Jakarta | Serulingmedia.com – Transaksi jual beli tanah dan bangunan bisa tersendat apabila penjual dan pembeli tidak sejak awal menyiapkan kewajiban pajak masing-masing.

 

Kementerian Agraria dan Tata Ruang/Badan Pertanahan Nasional (ATR/BPN) menegaskan, PPh menjadi kewajiban penjual, sedangkan BPHTB menjadi kewajiban pembeli sebelum proses Peralihan Hak dilakukan.

 

Penegasan tersebut disampaikan Direktur Jenderal Penetapan Hak dan Pendaftaran Tanah (Dirjen PHPT) Asnaedi. Ia mengingatkan masyarakat agar memahami kewajiban tersebut sebelum memasuki tahapan pengecekan oleh Pejabat Pembuat Akta Tanah (PPAT) dan pembuatan Akta Jual Beli (AJB).

“Dalam jual beli, sebelum pengecekan oleh Pejabat Pembuat Akta Tanah (PPAT) dan pembuatan Akta Jual Beli (AJB), masyarakat harus tahu jika penjual harus membayar PPh dengan nominal sekian rupiah, sedangkan pembeli harus tahu membayar BPHTB,” ujar Asnaedi dalam keterangannya di Kementerian ATR/BPN, Jakarta, Jumat (28/8/2026).

Asnaedi juga menegaskan bahwa PPh dan BPHTB bukan merupakan pembayaran kepada Kantor Pertanahan. Kedua jenis pajak tersebut memiliki instansi pemungut dan mekanisme pembayaran sesuai kewenangannya.

BPHTB merupakan pajak atas perolehan hak atas tanah dan/atau bangunan yang menjadi kewenangan pemerintah daerah. Dalam transaksi jual beli, pihak yang memperoleh hak atas tanah dan/atau bangunan, yakni pembeli, menjadi pihak yang memiliki kewajiban BPHTB.

Ketentuan tersebut diatur dalam Undang-Undang Nomor 1 Tahun 2022 tentang Hubungan Keuangan antara Pemerintah Pusat dan Pemerintahan Daerah. Pasal 44 mengatur bahwa perolehan hak atas tanah dan/atau bangunan, termasuk melalui jual beli, merupakan objek BPHTB.

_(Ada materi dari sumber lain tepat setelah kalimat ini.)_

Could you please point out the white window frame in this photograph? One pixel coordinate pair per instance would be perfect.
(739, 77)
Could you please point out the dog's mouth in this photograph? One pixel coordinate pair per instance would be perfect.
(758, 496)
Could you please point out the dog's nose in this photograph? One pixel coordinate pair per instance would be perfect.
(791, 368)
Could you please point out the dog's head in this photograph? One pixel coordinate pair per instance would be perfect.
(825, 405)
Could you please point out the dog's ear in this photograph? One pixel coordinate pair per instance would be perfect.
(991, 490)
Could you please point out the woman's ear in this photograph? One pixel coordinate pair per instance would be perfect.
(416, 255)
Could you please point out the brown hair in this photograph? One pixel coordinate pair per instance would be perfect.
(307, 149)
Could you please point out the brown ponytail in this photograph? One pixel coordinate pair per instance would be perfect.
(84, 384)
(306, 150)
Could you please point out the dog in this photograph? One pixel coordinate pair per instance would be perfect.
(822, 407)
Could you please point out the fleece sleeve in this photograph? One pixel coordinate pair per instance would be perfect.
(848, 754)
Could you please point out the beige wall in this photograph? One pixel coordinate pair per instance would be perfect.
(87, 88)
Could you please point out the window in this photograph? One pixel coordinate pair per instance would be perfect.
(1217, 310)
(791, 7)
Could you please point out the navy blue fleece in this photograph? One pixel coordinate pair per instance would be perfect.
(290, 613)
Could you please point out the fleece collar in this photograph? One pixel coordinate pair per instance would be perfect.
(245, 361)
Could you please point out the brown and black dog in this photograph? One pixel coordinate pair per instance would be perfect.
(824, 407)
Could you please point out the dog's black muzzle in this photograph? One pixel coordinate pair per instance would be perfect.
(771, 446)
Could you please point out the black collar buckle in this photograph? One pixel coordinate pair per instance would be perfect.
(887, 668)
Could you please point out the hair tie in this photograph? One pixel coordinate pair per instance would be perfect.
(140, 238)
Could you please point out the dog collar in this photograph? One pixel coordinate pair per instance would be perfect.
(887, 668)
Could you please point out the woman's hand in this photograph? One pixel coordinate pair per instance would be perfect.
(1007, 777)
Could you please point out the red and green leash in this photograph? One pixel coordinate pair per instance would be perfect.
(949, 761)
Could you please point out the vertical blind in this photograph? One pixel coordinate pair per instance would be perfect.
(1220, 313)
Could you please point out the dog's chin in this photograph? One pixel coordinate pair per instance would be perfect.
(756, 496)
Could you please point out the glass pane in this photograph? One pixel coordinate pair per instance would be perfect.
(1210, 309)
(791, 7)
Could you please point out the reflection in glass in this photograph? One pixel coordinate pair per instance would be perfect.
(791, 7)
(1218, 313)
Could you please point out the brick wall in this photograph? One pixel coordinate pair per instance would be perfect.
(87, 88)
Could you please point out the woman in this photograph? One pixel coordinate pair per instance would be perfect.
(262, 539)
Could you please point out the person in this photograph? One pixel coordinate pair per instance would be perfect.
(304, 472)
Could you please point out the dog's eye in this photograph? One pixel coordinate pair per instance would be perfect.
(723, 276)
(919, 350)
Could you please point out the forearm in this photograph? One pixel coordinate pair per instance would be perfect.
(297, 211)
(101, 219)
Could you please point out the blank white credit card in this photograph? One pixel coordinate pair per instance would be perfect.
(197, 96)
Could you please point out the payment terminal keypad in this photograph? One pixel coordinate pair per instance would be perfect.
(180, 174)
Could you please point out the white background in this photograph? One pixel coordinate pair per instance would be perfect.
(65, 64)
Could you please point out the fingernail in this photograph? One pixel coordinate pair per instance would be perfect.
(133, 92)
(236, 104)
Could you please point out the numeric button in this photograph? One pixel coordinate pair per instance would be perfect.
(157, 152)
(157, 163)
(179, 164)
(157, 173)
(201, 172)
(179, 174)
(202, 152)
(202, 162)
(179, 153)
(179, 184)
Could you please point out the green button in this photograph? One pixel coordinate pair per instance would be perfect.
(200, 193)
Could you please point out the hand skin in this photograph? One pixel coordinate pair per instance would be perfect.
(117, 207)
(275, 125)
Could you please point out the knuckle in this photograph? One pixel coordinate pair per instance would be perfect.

Sementara Pasal 45 mengatur pihak yang wajib membayar BPHTB, yakni orang pribadi atau badan yang memperoleh hak atas tanah dan/atau bangunan.

 

Pembayaran dilakukan kepada pemerintah daerah melalui perangkat daerah atau kanal pembayaran resmi yang telah ditetapkan.

 

Berbeda dengan BPHTB, PPh atas pengalihan hak atas tanah dan/atau bangunan merupakan kewajiban pihak yang memperoleh penghasilan dari pengalihan tersebut. Dalam transaksi jual beli, kewajiban itu berada pada penjual.

PPh disetorkan ke kas negara melalui kanal pembayaran resmi yang bekerja sama dengan Direktorat Jenderal Pajak (DJP) Kementerian Keuangan.

 

Ketentuannya diatur dalam Peraturan Pemerintah Nomor 34 Tahun 2016 tentang Pajak Penghasilan atas Penghasilan dari Pengalihan Hak atas Tanah dan/atau Bangunan dan Perjanjian Pengikatan Jual Beli atas Tanah dan/atau Bangunan Beserta Perubahannya.

Dengan demikian, masyarakat perlu mengingat dua hal utama: penjual menyiapkan PPh, sedangkan pembeli menyiapkan BPHTB.

Kejelasan mengenai kewajiban tersebut menjadi penting sebelum proses Peralihan Hak diajukan. Kelengkapan dokumen saja tidak cukup apabila kewajiban pembayaran yang menjadi persyaratan belum dipenuhi.
ATR/BPN mendorong masyarakat agar mempersiapkan dokumen dan biaya transaksi sejak awal.

 

Dengan kesiapan tersebut, tahapan pengecekan, pembuatan AJB hingga Peralihan Hak diharapkan dapat berjalan lebih lancar sesuai target pelayanan.

Pada akhirnya, jual beli tanah bukan hanya soal kesepakatan harga. Kesiapan pajak menjadi bagian penting agar transaksi tidak berhenti di tengah jalan ketika memasuki proses administrasi Peralihan Hak. ( Sar).